I ran my finger along his jaw, feeling his short, sharp beard and his smooth skin on impulse. I smiled as I went.
"What are you doing?" Liam asked, his voice playful.
I shrugged, "I don't know. I've just had the urge to do that since I first saw you."
"Do you like it? The hair, I mean." I nodded. "Then I'll keep it as long as I can." Liam took me in his arms. "You feel nice," he said, voice a little slurred. I blushed. I felt like I had spent most of the night blushing. Liam kept picking strands of hair off my face and putting them behind my ear. I looked up into his eyes as he played with my hair.
"Come back to my place, Sweetheart?" Liam asked. I laughed and raised an eyebrow at him, and he laughed with me. "I don't want tonight to end yet. I've waited so long to meet you."
Andy's face appeared like an apparition. For a moment, Liam was Andy, and I was standing in his arms again.
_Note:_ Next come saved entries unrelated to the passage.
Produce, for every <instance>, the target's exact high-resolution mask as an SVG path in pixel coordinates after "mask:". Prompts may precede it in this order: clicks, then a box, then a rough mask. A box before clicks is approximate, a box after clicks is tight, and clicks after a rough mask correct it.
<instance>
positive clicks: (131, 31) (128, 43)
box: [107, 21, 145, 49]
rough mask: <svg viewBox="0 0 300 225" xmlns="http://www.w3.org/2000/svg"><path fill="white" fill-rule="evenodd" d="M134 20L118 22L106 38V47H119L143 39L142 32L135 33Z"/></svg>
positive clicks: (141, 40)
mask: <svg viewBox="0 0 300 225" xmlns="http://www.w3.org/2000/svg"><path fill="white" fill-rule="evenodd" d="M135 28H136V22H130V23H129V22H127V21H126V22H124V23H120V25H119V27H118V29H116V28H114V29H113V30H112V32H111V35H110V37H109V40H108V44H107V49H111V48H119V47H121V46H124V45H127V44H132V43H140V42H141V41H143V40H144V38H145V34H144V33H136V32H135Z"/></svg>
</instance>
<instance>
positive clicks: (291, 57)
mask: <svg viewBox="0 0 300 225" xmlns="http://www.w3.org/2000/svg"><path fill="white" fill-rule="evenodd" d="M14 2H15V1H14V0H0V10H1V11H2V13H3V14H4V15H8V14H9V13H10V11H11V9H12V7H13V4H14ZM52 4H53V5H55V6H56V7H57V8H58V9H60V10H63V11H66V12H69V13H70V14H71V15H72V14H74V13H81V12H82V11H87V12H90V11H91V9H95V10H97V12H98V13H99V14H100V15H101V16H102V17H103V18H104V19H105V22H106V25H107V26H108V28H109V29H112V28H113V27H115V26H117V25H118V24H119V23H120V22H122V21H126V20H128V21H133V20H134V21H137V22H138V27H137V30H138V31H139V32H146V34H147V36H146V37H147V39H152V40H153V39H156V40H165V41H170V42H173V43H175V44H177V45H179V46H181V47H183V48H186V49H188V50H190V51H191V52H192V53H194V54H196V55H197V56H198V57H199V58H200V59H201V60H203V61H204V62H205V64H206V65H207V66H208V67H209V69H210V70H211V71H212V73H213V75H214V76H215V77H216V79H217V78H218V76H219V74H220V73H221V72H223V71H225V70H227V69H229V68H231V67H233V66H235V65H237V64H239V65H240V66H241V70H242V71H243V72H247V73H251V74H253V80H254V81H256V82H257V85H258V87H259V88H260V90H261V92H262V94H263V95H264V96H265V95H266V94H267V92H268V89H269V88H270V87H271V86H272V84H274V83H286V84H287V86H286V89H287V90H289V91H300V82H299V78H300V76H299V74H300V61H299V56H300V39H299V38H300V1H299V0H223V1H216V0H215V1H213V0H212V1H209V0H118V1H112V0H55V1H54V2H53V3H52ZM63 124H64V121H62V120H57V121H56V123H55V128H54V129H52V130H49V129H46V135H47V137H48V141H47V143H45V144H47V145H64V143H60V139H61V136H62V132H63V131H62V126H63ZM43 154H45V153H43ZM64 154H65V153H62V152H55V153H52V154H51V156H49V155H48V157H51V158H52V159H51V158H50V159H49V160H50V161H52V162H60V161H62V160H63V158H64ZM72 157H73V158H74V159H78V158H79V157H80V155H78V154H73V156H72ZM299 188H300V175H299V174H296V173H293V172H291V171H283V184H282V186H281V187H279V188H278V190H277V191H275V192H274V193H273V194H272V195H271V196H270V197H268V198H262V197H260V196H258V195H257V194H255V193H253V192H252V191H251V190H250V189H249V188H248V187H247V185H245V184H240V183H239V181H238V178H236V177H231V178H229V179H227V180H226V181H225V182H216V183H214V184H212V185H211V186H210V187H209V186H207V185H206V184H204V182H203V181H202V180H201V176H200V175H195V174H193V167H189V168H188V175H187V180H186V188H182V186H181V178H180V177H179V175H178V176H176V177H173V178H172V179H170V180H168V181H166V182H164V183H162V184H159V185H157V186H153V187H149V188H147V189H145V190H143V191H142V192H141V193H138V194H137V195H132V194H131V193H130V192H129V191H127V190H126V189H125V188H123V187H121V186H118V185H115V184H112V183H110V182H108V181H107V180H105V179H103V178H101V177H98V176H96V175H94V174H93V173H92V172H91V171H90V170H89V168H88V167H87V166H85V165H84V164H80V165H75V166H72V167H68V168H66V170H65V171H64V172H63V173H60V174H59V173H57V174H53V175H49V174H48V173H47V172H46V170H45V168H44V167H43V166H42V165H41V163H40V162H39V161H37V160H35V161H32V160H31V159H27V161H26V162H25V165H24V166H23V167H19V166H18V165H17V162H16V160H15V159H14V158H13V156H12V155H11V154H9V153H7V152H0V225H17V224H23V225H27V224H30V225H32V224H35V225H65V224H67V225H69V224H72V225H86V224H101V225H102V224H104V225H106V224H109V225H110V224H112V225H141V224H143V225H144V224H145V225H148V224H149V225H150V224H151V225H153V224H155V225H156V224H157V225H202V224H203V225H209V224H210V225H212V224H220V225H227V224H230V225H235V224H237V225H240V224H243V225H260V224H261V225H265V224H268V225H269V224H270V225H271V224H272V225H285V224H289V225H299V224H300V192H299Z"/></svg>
He had been taller than Liam but not as muscular, hair not as dark, skin not as pale. But then Liam said my name, and Andy vanished. I had definitely had too much to drink, or was it the old guilt resurfacing?
I shook my head as if it would erase the thoughts. I put a smile on my face and pretended to think it over, "Mr Cross, you're very bold."
"Indeed, Miss Walker." Liam grinned, playing along. Mrs Walker, I thought but didn't say.
"Very well, Mr Cross, I shall accompany you back to your home."
"Very good, Miss Walker." Liam lifted my chin and placed a light kiss on my lips.